I've been hearing from people about how gift cards from businesses can easily be scammed, but I just don't see how that can be done. I mean, they're not activated until you buy them, and then they're just stored-value cards, right? Can you explain?
Well, I don't know that I want to get the reputation of being an expert criminal mastermind, but I did recently read about one ingenious method by which companies like Wal-Mart, Target and The Gap are encountering problems with their gift cards.
The key is that gift cards each have a unique serial number in the magnetic strip and then the gift card management system uses a centralized computer to track outstanding balances and usage.
Without any scams involved, it works great and if you know the unique ID number of your card, you can even call up and report it stolen, without losing any of the remaining balance.

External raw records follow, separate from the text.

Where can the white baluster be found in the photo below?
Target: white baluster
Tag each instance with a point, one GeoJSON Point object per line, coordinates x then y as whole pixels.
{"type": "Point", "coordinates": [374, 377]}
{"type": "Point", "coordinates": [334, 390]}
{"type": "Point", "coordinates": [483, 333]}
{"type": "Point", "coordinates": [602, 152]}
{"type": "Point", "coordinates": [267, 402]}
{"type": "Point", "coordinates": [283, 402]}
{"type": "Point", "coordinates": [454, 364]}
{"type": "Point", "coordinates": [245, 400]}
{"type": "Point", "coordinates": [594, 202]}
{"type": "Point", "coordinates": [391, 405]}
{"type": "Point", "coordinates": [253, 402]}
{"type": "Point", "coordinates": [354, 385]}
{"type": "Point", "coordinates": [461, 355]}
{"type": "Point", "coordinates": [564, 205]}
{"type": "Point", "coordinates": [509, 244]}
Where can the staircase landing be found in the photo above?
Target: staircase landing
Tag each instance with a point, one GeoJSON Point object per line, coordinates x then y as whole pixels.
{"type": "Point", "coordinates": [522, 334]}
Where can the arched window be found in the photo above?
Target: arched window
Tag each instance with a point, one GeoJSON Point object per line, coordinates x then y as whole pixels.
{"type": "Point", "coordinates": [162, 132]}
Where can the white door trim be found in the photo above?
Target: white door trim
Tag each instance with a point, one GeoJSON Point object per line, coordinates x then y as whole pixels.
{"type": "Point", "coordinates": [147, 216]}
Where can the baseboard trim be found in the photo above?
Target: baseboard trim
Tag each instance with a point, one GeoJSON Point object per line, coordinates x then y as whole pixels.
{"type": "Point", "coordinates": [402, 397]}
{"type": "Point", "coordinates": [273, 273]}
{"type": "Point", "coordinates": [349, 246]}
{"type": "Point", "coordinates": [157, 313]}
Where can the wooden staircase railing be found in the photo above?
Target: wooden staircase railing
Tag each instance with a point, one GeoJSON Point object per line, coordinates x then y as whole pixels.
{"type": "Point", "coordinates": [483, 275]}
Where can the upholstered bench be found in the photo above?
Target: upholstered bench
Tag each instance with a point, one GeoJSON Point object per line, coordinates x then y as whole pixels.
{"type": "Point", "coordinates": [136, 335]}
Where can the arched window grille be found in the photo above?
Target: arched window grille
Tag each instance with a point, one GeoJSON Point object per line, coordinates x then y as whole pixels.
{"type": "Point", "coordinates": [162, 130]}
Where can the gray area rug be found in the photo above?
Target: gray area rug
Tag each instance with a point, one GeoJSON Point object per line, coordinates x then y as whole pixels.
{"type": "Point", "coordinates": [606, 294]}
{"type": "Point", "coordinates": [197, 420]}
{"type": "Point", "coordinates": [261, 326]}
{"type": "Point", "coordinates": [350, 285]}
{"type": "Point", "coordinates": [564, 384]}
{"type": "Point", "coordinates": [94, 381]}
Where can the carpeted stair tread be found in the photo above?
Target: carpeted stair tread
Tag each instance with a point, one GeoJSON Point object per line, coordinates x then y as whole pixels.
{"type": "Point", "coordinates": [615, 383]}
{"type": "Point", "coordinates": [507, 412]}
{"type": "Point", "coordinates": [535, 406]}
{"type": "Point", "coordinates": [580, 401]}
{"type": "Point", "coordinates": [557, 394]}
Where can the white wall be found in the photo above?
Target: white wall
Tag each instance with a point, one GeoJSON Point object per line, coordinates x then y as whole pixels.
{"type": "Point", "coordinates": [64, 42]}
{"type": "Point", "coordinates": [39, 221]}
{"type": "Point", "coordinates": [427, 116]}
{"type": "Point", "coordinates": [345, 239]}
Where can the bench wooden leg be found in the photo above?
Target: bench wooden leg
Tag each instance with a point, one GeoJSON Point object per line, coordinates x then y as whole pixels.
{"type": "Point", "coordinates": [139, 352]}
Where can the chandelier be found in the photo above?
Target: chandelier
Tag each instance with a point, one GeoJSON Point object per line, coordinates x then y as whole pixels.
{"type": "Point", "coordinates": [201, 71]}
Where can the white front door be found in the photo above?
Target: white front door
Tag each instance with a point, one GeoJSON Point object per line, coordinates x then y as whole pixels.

The problem arises when you realize that small handheld mag-strip scanners are inexpensive and easily acquired. Now imagine this: a criminal has one of these devices in his (or her) pocket and walks into a store that offers these plastic gift cards.
They grab a big handful of cards as if they're a big spender, wander into a quiet corner (or a dressing room), then quickly scan each and every card to record their unique ID numbers. Then they're done with the cards so they put them back on the display or leave them on a shelf for an unsuspecting employee to put away.
Now that afternoon you innocently traipse into the store and pick up one of these tainted cards, "charging it" with $500 for your sweetie.
That's where the problem arises. The criminal can easily buy a gift card and charge it with $5, then reprogram the mag strip to match your card ID number (which they'd previous scanned and stored) and merrily shop until your balance goes to zero.
Now, how would they know when your card is activated and how much is left on it? Because all of these stores that offer plastic gift cards also offer a system where you can check your card balance via telephone with just the ID number. Every 4-5 days the criminal checks the balance on their stack of card IDs, and once one goes golden, they either start shopping or, worse, perhaps offer it for sale on a site like eBay.
Either way, I'm not sure that I'd be purchasing plastic gift cards for any of my friends with this sort of exploit so relatively simple. There are better and safer ways of sharing your affections.